Speaker 1 They assume that working class voters are going to look at that Mar-a-Lago party or the, you know, gilded oval office or the new Lincoln bedroom and say, oh, why is he spending all of that money while we are not getting our food stamps?
Speaker 1 But I think that might be a more of a European mentality to how things work here, but I don't think it's how that works here.
Speaker 2
I think so. I mean, Bono said it better than me.
He said that when he was living in Ireland and he drove by a house.
Speaker 1 I think Bono probably says things better than both of us most of the time. Yeah, a lot better.
Speaker 2 He could sing a lot better. But he said, you know, in America, you drive by the big house, you're like, yeah, I'm going to someday live in that house.
Speaker 2
In Ireland, when he was growing up as a kid, you drive by the house. Well, Ireland's doing very well now economically.
So you want to burn the house down. So
Speaker 2
there's some resentment towards the rich, and there's some aspiration towards them. But I'm going to test something on you, Caddy, that I think about a lot.
I think Barack Obama caused this.
Speaker 2 And I know we're going to talk about Barack Obama. He did a good job campaigning over the weekend.
Speaker 1 He had Democrats swooning again.
Speaker 2 Yeah, I'm going to stipulate that Barack Obama,
Speaker 2 he moved the party. Bill Clinton was focused on those unions and those blue-collar people and those white working class rural people.
Speaker 2 And believe it or not, his wife, because they were pretty good political partners, was also trying to go after those people. She was competing with Bernie Sanders to go after those people.
Speaker 2
But when Barack Obama came in, he did make this a woke culture war. He came in.
This is controversial for me to say this, but he came in. He was upset.
He had reasons to be upset.
Speaker 2 Remember, I was in law school with him. I very, very vividly remember many of the African Americans at Harvard Law School complaining that they were passed up by white cab drivers in Cambridge.
Speaker 2
And of course, that famously came home to Roost during the first term of Obama. And he was like, okay, I want to end this.
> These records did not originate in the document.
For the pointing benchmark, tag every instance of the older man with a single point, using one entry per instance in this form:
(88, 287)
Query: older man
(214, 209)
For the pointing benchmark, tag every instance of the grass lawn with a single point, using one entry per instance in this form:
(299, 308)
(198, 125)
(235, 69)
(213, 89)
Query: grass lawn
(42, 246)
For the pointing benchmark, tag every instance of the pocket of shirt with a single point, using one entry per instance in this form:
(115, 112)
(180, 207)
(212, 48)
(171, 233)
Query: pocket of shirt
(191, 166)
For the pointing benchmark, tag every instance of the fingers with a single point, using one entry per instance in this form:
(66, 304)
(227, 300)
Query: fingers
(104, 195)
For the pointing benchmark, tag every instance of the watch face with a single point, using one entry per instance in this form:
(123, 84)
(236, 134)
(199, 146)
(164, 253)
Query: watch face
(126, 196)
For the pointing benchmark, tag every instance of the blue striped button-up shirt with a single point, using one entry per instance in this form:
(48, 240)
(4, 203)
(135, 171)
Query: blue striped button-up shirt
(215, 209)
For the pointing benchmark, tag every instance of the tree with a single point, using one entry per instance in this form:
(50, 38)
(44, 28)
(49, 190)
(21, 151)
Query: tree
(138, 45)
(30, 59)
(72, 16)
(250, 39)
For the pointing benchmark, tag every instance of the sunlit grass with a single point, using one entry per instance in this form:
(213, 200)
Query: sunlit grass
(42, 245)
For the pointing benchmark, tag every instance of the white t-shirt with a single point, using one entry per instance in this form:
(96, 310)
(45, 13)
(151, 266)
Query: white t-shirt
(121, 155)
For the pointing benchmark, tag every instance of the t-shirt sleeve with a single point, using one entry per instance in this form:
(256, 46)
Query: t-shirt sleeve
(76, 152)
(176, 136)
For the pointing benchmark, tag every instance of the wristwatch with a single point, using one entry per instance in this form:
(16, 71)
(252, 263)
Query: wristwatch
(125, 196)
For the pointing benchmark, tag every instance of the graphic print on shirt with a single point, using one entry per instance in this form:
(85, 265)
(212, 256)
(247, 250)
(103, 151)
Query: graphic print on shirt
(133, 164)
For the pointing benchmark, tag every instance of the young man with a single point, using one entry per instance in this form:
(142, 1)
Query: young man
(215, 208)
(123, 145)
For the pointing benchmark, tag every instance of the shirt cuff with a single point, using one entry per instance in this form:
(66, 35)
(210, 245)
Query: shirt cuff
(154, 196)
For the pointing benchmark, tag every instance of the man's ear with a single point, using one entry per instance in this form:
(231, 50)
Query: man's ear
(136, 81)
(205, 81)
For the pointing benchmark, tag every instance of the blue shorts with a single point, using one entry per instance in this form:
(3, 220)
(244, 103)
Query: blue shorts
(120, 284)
I want to even the playing field. And again, I'm not criticizing him.
Speaker 2 I'm just pointing out what Van Jones, one of his former colleagues in the White House, now a CNN
Speaker 2 commentator, said. He said, well, Donald Trump is a white lash.
Speaker 2 President Obama moved the culture. He was the George Washington of the woke movement.
Speaker 2 And as the Democratic Party became more woke and it became more
Speaker 2
locked into this microanalysis of the verbiage and all of this stuff that goes on now. It's got people very upset, Caddy.
And I think it started with him. You can push back and tell me if it didn't.
Speaker 2 I agree.
Speaker 1 I think working class voters really don't like it. And that's what they showed us in the election of 2024.
Speaker 1 And that's what the work of Jared Abbott is also showing, that they don't like the linguistic, the kind of language restrictions.
Speaker 1 And they also don't believe Democrats when they say we're going to have lots of spending programs that's going to make your life better.
Speaker 1 But I actually don't think Barack Obama himself is particularly woke. I think he was actually much more of a centrist politician.
Speaker 1 What he did do that I think opened him up to criticism from conservatives is he used the organs of government, a bit like we're seeing now, but on a lesser scale.
Speaker 1 He used the IRS to target right-leaning groups
Speaker 1 that he didn't like, kind of Tea Party type groups, to investigate them.
Speaker 1 So there was an element of him doing exactly what Democrats are now criticizing the Trump administration for doing, but he did it on a lesser scale.
Speaker 2 This is why this is a fun podcast for me. I see it differently.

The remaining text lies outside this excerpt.